Redd was signed by the Washington Redskins on May 10, 2014, as an undrafted free agent. Despite being undrafted, Redd made the Redskins' final 53-man roster on August 30 beating out Evan Royster, Lache Seastrunk and Chris Thompson for the third-string running back spot. In the 41–10 win in Week 2 against the Jacksonville Jaguars, he recorded his first career touchdown.

Redd tore his right-anterior cruciate ligament (ACL) and medial collateral ligament (MCL) in the first 2015 preseason game against the Cleveland Browns. On August 16, 2015, he was waived/injured. After going unclaimed, he was placed on injured reserve.

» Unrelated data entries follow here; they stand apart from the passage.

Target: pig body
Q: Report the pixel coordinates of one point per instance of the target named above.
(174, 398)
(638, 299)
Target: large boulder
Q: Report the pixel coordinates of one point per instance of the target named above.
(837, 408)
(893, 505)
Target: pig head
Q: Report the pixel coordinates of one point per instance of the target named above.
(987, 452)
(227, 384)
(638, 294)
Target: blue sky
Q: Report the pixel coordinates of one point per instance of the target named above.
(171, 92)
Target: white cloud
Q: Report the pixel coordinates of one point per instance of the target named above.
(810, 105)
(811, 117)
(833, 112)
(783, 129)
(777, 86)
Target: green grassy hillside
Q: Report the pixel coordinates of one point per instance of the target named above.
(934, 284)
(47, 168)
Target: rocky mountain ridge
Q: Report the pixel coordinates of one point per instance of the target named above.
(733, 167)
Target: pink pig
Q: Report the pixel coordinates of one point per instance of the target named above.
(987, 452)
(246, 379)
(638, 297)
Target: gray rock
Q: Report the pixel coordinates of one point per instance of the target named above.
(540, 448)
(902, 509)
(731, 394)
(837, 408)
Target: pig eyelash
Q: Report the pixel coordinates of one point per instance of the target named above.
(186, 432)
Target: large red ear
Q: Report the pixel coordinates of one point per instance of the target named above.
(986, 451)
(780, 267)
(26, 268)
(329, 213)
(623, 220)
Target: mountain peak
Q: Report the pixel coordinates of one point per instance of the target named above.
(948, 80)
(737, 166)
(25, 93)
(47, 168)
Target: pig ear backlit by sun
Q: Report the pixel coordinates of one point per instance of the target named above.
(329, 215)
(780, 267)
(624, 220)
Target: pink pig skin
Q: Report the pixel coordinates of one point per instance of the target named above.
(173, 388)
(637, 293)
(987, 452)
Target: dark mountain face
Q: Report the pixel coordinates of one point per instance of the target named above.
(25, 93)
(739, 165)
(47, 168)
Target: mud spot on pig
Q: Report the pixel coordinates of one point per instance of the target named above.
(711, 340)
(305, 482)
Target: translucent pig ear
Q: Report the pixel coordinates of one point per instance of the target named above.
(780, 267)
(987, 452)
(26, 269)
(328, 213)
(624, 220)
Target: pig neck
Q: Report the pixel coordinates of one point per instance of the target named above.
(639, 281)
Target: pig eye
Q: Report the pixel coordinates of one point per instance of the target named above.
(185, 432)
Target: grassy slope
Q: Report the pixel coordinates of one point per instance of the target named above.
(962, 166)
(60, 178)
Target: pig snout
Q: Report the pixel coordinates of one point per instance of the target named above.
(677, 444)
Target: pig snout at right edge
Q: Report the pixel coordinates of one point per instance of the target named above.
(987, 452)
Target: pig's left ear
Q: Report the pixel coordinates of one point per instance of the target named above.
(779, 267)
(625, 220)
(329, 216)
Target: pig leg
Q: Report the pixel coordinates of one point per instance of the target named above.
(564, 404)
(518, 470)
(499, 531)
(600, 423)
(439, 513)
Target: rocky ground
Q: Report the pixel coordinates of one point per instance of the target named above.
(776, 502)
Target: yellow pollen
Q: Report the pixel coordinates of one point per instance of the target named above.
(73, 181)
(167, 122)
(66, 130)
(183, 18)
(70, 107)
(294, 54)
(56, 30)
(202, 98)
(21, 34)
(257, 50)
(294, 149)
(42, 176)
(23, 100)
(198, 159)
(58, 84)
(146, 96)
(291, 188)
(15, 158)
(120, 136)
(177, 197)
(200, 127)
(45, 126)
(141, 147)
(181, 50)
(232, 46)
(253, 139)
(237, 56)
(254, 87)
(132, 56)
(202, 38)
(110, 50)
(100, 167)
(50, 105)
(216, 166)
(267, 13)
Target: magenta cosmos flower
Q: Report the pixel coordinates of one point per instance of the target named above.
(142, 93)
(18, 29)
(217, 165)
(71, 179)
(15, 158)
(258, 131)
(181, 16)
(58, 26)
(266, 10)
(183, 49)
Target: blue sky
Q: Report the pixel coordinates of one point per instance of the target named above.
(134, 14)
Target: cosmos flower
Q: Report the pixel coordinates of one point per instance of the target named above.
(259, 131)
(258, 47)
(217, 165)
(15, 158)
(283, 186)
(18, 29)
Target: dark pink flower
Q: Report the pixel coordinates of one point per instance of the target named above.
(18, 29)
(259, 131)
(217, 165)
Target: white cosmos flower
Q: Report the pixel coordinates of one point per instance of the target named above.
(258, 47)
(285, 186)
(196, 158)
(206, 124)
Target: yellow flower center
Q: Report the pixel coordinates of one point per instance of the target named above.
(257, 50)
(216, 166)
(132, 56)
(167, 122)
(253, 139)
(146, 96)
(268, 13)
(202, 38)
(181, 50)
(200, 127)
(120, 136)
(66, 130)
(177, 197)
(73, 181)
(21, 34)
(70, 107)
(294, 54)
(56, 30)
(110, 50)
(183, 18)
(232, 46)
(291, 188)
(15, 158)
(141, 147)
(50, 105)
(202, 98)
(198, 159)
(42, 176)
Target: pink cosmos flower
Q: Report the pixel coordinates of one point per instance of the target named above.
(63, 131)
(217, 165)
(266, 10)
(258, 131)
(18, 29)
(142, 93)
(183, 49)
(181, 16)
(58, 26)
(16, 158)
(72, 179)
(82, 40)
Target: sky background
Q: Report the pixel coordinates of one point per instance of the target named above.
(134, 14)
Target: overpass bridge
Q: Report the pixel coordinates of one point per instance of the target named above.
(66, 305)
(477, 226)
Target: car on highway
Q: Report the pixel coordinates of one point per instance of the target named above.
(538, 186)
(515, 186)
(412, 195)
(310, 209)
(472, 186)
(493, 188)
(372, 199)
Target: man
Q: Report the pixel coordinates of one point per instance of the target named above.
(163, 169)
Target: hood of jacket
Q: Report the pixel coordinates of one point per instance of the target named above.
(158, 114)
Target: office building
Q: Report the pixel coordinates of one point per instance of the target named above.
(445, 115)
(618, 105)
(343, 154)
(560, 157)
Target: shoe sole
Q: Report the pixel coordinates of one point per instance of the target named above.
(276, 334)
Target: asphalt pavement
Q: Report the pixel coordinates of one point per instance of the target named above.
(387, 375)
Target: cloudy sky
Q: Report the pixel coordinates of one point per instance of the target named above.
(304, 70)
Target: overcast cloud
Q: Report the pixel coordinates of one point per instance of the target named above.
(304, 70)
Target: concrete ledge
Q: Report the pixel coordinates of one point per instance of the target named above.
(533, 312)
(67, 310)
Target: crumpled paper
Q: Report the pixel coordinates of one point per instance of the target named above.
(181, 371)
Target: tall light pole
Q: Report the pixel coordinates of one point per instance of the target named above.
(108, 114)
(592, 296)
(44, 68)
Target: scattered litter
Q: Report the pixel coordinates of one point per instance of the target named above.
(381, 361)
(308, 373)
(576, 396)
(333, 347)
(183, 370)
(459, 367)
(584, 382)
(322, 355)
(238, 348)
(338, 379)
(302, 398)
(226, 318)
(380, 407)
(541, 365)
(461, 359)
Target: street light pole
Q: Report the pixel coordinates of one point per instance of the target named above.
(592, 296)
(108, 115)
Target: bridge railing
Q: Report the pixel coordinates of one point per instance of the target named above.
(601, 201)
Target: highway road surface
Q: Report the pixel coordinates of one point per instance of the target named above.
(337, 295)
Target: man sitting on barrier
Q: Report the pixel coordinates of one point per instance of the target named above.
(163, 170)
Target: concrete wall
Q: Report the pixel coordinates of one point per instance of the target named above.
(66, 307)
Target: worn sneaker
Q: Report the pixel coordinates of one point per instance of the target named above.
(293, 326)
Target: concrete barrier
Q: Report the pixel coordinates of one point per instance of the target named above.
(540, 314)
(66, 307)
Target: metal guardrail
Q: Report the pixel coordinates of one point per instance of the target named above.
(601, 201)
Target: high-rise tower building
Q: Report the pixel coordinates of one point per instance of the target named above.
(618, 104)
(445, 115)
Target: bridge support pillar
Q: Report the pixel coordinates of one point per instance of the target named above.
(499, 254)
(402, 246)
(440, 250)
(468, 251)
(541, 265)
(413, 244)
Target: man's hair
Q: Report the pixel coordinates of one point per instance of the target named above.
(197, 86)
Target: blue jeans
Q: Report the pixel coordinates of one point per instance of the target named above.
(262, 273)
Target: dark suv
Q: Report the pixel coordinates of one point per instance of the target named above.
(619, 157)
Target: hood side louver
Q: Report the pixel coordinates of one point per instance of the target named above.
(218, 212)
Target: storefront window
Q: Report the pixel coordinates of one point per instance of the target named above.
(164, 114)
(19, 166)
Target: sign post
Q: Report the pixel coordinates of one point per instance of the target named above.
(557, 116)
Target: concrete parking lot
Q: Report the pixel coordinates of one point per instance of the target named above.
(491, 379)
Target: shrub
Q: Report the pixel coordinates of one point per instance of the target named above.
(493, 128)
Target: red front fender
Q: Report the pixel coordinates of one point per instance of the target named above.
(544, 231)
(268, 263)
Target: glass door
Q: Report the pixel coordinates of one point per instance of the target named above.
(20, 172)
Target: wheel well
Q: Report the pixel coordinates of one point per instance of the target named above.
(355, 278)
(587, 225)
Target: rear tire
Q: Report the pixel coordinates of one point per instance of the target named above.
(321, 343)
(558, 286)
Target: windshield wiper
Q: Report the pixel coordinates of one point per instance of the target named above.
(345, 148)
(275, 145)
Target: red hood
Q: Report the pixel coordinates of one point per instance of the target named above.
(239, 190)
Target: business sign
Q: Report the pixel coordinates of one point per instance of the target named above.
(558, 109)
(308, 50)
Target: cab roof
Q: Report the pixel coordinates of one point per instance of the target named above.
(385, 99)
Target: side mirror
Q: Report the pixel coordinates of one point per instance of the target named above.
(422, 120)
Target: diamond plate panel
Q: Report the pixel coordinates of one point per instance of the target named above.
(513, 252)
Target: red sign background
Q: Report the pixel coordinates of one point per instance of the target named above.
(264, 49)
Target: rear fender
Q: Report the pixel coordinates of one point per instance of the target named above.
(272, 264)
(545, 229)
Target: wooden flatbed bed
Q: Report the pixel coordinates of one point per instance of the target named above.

On November 18, 2015, the NFL suspended him for four games, without pay, for violating the league's substance-abuse policy. On April 12, 2016, Redd was suspended indefinitely for another violation of the substance-abuse policy.

He was waived by the Redskins on December 27, 2016, after being reinstated from suspension.

Pre-draft measurables
| Height | Weight | Arm length | Hand span | 40-yard dash | Vertical jump | Broad jump | Bench press |
| 5 ft 10 in (1.78 m) | 212 lb (96 kg) | 30+3⁄4 in (0.78 m) | 9 in (0.23 m) | 4.70 s | 37.0 in (0.94 m) | 10 ft 2 in (3.10 m) | 18 reps |
All values from NFL Combine.

==Rugby league career==

In October 2017, Redd signed on to play rugby league with the professional Ipswich Jets of the Queensland Cup for the 2018 season. He played in one off-season exhibition match in Hawaii between the Jets and the Tweed Heads Seagulls. In May 2018, Redd returned to the USA without playing a game in the Queensland Cup.